OpenAI And Broadcom Reveal Jalapeño AI Chip To Bring The Heat To NVIDIA
Running ChatGPT at planetary scale on rented hardware is expensive, and most of that hardware traces back to one supplier. Leaning on NVIDIA's GPUs has worked well enough to this point, but it leaves OpenAI paying a premium on every query and jockeying with the entire industry for supply. A custom-designed chip helps solve both problems.
OpenAI built an unusually large compute element and paired it with high-bandwidth memory to maximize compute, minimize data movement and keep those cores fed. TSMC reportedly manufactures the chip, Broadcom handles the silicon implementation and networking, and Celestica builds the server racks.
The development timeline is a jaw-dropper.
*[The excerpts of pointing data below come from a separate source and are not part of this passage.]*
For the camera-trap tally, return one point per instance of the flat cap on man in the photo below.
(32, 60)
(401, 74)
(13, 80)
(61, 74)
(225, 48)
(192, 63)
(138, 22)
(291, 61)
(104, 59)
A high-performance chip, manufactured on a leading edge node, usually takes two to three years from concept to tape-out. Jalapeño supposedly got there in nine months. OpenAI leaned on its own models to help grind through layout and optimization and apparently engineering samples are already humming in the lab, including one running the GPT-5.3-Codex-Spark model.
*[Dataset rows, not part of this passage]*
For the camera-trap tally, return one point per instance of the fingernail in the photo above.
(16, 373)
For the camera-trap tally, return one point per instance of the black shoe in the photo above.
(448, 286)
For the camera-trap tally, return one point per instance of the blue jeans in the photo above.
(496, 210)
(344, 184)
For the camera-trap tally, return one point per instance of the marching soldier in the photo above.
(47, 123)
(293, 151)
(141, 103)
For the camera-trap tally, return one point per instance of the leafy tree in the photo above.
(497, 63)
Leaked financials point to OpenAI having pulled in roughly $13.07 billion in revenue last year against an operating loss near $20.9 billion. Recently published OpenAI research found its most active internal users now run more than 60 hours of Codex agent work in a single day, exactly the token-hungry workload Jalapeño is built to serve cheaply. Tan has said early samples cut inference costs by about half versus a typical AI GPU, and he told one source that surging demand could let the partnership "do better" than his earlier deployment forecast. OpenAI hardware chief Richard Ho added further flavor to the new chip, calling Jalapeño "a very general purpose device" tuned for language models.
Every performance figure so far is self-reported, with a full technical report promised later this year. OpenAI still depends heavily on the NVIDIA GPU for training, and any chip is only as good as the supply chain feeding it. Jalapeño is the first rung of a planned multi-generation ladder, with the next version reportedly due in 2028, with yearly updates after that.